With $2.6 million in new funding, The Inside co-founders are ready for prime timeThe Inside is the next-gen home furnishings brand.—Britt Bunn, co-founder, The Inside

What sets The Inside apart, says the brand, is its 3-D-enabled virtual manufacturing process, its focus on hyper-customizable product (“We drop new product monthly”), and its roster of incoming collaborators. Influencers and designers from the fashion and interiors worlds, including Refinery29 founder Christene Barberich, Katherine Carter of Homepolish, Victoria Smith of the SFGirlByBay blog, and the French fashion brand Sézane, are all on the brand’s docket for the fall.

The Inside is a response to millennial consumers’ preferences—and it’s also a means of catering to them. Bunn points out that nearly 70 percent of millennials plan to buy a home over the next five years and that the demographic already accounts for 40 percent of all furniture purchases. “But for the most part, the market hasn’t kept up with our needs: the high-quality selection, affordability and seamless purchasing experience we are used to from other online verticals,” says Bunn. “Even in the Pinterest and Instagram age, we lacked a brand of our own. So The Inside was born. The Inside is the next-gen home furnishings brand.”

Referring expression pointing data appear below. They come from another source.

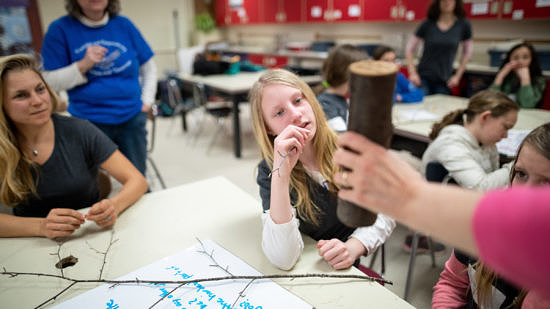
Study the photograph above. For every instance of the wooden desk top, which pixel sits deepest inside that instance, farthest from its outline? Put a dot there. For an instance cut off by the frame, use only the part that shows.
(163, 223)
(239, 83)
(439, 105)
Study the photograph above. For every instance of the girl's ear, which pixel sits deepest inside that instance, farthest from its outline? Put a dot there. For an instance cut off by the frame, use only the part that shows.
(485, 115)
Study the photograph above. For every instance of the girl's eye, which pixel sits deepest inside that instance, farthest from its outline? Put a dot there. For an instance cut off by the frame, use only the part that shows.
(520, 175)
(40, 89)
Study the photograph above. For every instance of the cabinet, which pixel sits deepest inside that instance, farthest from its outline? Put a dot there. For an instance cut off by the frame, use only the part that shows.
(281, 11)
(268, 60)
(230, 12)
(396, 10)
(488, 9)
(520, 9)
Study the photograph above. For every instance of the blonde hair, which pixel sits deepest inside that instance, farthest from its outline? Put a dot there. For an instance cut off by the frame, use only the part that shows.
(487, 100)
(16, 167)
(324, 141)
(539, 139)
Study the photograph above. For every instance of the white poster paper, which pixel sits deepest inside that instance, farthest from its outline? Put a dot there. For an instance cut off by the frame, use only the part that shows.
(186, 265)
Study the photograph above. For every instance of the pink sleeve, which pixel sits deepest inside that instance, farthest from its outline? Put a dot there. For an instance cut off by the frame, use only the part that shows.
(512, 231)
(452, 288)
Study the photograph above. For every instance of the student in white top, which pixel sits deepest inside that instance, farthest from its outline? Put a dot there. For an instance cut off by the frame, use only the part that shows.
(464, 141)
(296, 177)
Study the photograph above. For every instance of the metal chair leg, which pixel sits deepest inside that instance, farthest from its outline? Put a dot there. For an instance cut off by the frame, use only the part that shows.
(414, 246)
(157, 173)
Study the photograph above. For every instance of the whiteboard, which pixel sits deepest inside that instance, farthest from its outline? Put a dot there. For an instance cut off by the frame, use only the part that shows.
(185, 265)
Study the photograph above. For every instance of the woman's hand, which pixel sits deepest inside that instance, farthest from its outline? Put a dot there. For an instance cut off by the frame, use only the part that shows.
(103, 213)
(337, 253)
(288, 146)
(61, 222)
(377, 178)
(94, 54)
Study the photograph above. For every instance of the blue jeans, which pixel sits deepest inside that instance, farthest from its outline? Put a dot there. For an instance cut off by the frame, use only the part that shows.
(434, 87)
(131, 138)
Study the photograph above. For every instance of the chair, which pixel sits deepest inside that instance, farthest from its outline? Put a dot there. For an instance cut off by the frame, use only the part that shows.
(435, 172)
(152, 117)
(220, 110)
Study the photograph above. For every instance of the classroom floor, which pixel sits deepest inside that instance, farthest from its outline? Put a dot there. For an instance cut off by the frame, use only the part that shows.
(184, 157)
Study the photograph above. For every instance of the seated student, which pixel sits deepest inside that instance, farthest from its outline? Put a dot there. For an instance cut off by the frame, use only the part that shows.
(464, 143)
(296, 177)
(336, 81)
(405, 91)
(466, 282)
(520, 76)
(49, 163)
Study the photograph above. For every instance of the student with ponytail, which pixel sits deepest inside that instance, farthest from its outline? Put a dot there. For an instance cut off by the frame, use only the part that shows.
(467, 282)
(464, 141)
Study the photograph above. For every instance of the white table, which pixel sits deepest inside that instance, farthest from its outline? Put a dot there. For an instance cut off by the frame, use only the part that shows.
(235, 87)
(163, 223)
(416, 131)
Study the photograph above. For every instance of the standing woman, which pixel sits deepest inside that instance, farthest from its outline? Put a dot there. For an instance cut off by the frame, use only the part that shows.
(441, 33)
(100, 58)
(49, 162)
(520, 76)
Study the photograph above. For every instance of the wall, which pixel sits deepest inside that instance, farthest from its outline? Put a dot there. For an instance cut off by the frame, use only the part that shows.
(394, 34)
(153, 18)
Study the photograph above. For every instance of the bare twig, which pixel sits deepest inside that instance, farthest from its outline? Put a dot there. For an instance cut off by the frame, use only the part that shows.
(163, 297)
(56, 295)
(104, 253)
(211, 256)
(249, 277)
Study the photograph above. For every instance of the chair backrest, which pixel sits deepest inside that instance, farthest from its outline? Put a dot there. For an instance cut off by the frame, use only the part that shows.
(436, 172)
(546, 97)
(199, 94)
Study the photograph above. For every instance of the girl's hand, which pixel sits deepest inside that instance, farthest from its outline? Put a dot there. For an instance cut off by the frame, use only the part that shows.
(103, 213)
(415, 79)
(336, 253)
(61, 222)
(288, 146)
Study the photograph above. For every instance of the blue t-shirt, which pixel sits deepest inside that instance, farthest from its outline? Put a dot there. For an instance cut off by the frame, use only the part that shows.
(112, 94)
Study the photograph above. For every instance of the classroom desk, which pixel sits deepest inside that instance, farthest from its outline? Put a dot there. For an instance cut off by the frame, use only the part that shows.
(163, 223)
(235, 87)
(412, 135)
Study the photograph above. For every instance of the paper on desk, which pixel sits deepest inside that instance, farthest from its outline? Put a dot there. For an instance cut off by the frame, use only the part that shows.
(509, 146)
(185, 265)
(415, 115)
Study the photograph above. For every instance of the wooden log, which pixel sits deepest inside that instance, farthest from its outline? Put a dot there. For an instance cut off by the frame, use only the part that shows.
(372, 84)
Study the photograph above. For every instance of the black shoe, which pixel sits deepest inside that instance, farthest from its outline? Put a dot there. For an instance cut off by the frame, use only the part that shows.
(423, 245)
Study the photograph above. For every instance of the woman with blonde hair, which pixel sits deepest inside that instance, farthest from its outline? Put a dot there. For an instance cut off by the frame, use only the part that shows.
(50, 162)
(465, 281)
(296, 177)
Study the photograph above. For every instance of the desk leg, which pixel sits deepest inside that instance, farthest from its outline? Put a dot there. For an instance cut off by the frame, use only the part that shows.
(236, 127)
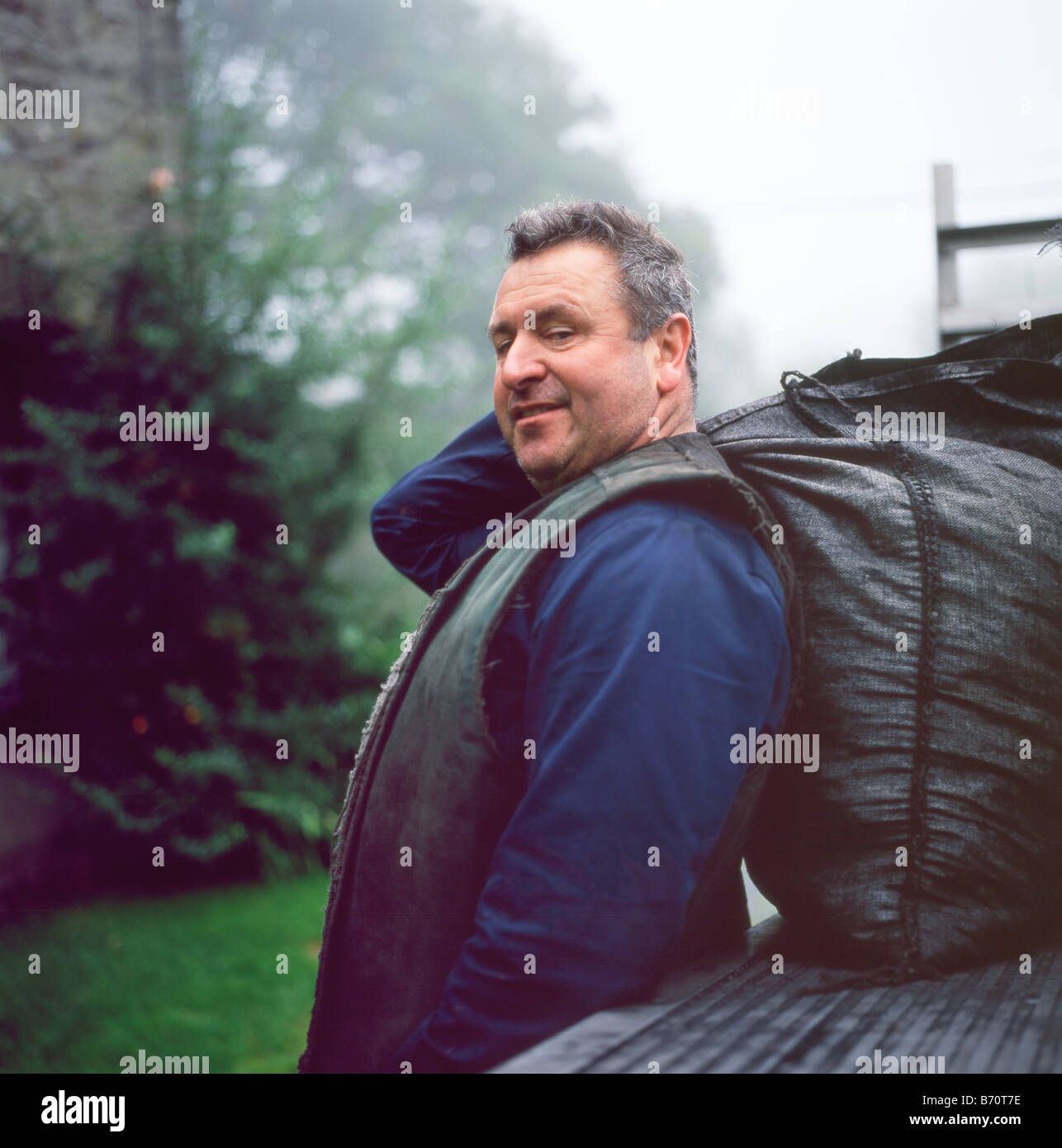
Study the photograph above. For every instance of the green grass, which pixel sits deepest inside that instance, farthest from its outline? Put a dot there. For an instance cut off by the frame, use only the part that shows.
(192, 975)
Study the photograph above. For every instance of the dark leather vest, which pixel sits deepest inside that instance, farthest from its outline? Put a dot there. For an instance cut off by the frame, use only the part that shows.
(429, 795)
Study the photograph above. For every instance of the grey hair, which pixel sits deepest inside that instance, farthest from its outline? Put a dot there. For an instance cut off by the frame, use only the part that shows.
(653, 278)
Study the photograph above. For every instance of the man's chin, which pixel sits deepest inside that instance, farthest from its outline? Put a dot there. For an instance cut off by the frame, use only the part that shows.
(543, 476)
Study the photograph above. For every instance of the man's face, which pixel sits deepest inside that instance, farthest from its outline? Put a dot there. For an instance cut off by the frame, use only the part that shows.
(573, 391)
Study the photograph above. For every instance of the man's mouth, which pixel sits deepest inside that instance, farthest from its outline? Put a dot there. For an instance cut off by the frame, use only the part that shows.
(532, 411)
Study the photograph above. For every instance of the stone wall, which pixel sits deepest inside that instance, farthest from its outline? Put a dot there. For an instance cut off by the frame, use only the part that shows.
(68, 194)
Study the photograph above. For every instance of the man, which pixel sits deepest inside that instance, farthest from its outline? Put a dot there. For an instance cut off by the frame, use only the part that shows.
(548, 771)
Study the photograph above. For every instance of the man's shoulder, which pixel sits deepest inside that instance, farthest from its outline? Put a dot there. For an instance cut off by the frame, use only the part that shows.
(653, 541)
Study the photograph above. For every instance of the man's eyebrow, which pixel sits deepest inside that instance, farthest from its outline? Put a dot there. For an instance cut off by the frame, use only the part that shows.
(553, 311)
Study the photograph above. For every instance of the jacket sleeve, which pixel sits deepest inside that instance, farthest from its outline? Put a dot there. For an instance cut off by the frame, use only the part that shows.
(656, 642)
(436, 515)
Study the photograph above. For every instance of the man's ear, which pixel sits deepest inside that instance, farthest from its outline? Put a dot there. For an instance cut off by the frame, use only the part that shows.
(673, 341)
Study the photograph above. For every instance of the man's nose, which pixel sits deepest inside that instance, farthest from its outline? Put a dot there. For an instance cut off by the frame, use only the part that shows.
(523, 362)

Chair by The Inside; courtesy The Inside
Chair by The Inside; courtesy The Inside

The seed funding round was co-led by Corigin Ventures and Lerer Hippeau; The Inside’s existing investor, Forerunner Ventures, along with new investors BAM Ventures and Canaan Ventures, are all participants. Entrepreneurs and industry vets including Susan Lyne, founder of BBG Ventures and former CEO of Martha Stewart Living Omnimedia; Jerry Jao, founder of Retention Science; Jenny Fleiss, co-founder of Rent the Runway and JetBlack; and Alexa von Tobel, founder and CEO of LearnVest, have also signed on as advisers and investors.

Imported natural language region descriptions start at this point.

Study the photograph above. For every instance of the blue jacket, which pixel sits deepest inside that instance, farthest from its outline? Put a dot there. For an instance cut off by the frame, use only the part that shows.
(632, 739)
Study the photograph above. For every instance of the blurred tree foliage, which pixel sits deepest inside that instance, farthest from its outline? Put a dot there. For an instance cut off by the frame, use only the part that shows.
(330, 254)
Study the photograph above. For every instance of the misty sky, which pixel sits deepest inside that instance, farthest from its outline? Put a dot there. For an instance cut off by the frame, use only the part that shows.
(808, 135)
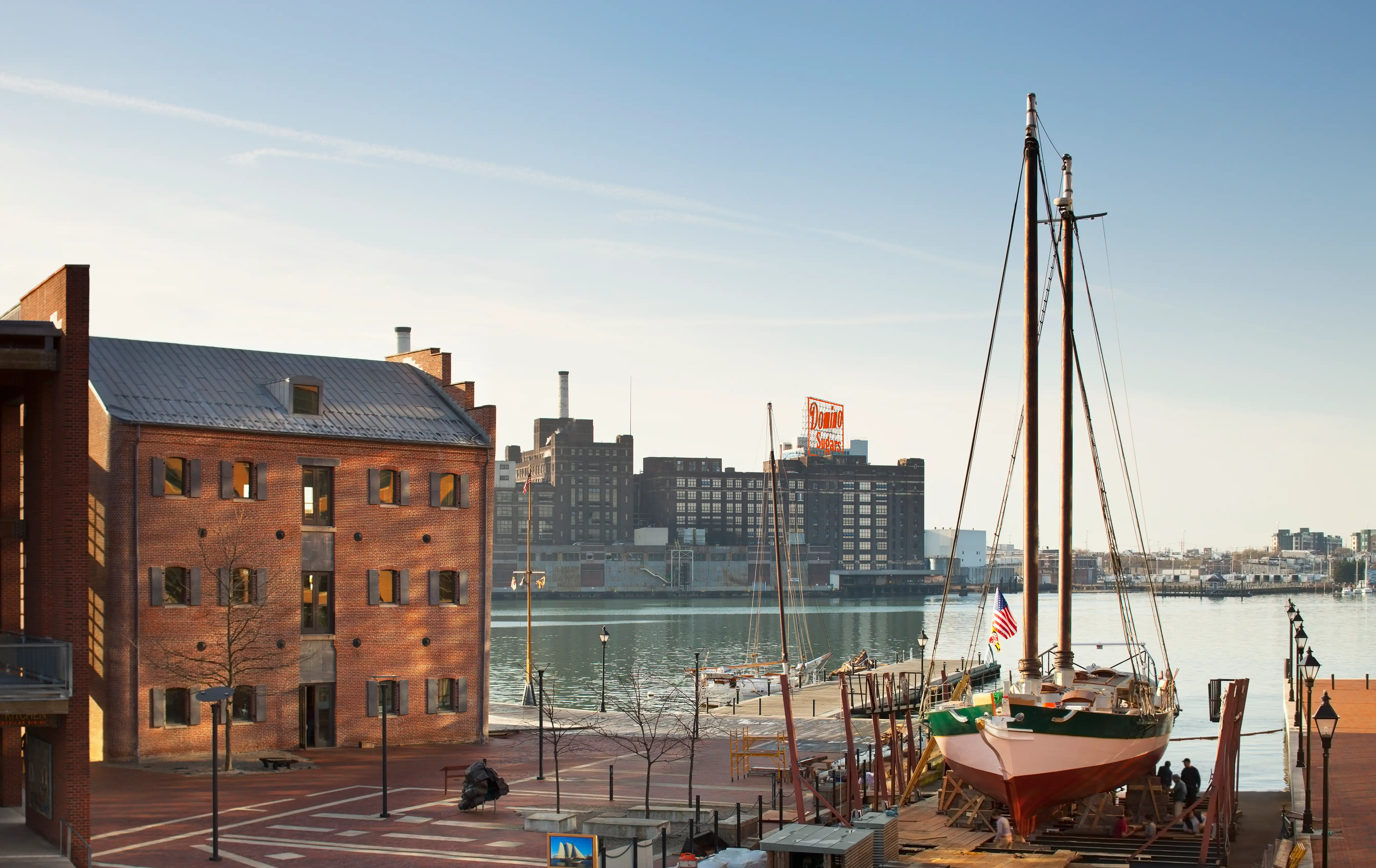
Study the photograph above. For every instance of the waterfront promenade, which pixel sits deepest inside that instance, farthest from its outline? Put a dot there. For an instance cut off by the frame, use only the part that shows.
(1352, 775)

For investors like Claire Fauquier of Corigin Ventures, The Inside’s target market is a natural fit. ​“Investing in The Inside was a no-brainer for us. The furniture market is broken for the millennial—the online shopping experience is clunky, and brands aren’t innovating to keep up with changing trends—while a huge opportunity exists to build digital-first. When we combined the opportunity with the back-end operating efficiencies and then layered on an operational dream-team in Christiane and Britt, it all added up.”

Coral Wingback bed by The Inside; courtesy The Inside
Coral Wingback bed by The Inside; courtesy The Inside

The team behind the brand was also a plus for Caitlin Strandberg, principal at investor Lerer Hippeau. “If you dreamed up what an ideal venture investment in this space looks like, it would be The Inside,” she says. “With The Inside, we saw an experienced team fueled by unbound vision driving a business model that’s proactive about meeting consumer demand for on-trend, affordable, quick-ship home goods. We believe Britt and Christiane are the right team, at the right time, to fill an obvious gap in the market.”

The Inside's Collaboration with Homepolish will debut later in September; courtesy The Inside
The Inside's collaboration with Homepolish will debut later in September; courtesy The Inside.

While the brand won’t share figures—or its pricing strategy, Lemieux offers: “We have spent the better part of the year improving all of our processes. We have stripped out a lot on the conventional costs allowing us to pass the savings on to the customer.”

Its most popular products are, so far, found in the bedroom: headboards and beds. “That seems to be the breakaway product,” says Lemieux. Why? “The headboard/bed category is a great one for The Inside. We have a few hypotheses about why,” says Bunn. “For starters, there are not very many compelling options in the market, and bedroom tends to be one of the first things customers furnish after they buy a sofa.”

The newly announced funds will go toward customer service, growing the brand’s team, developing its visualization technology and launching new categories—among them, a ready-to-assemble sofa, with plans to expand into bedding, tabletop, decorative accessories and more.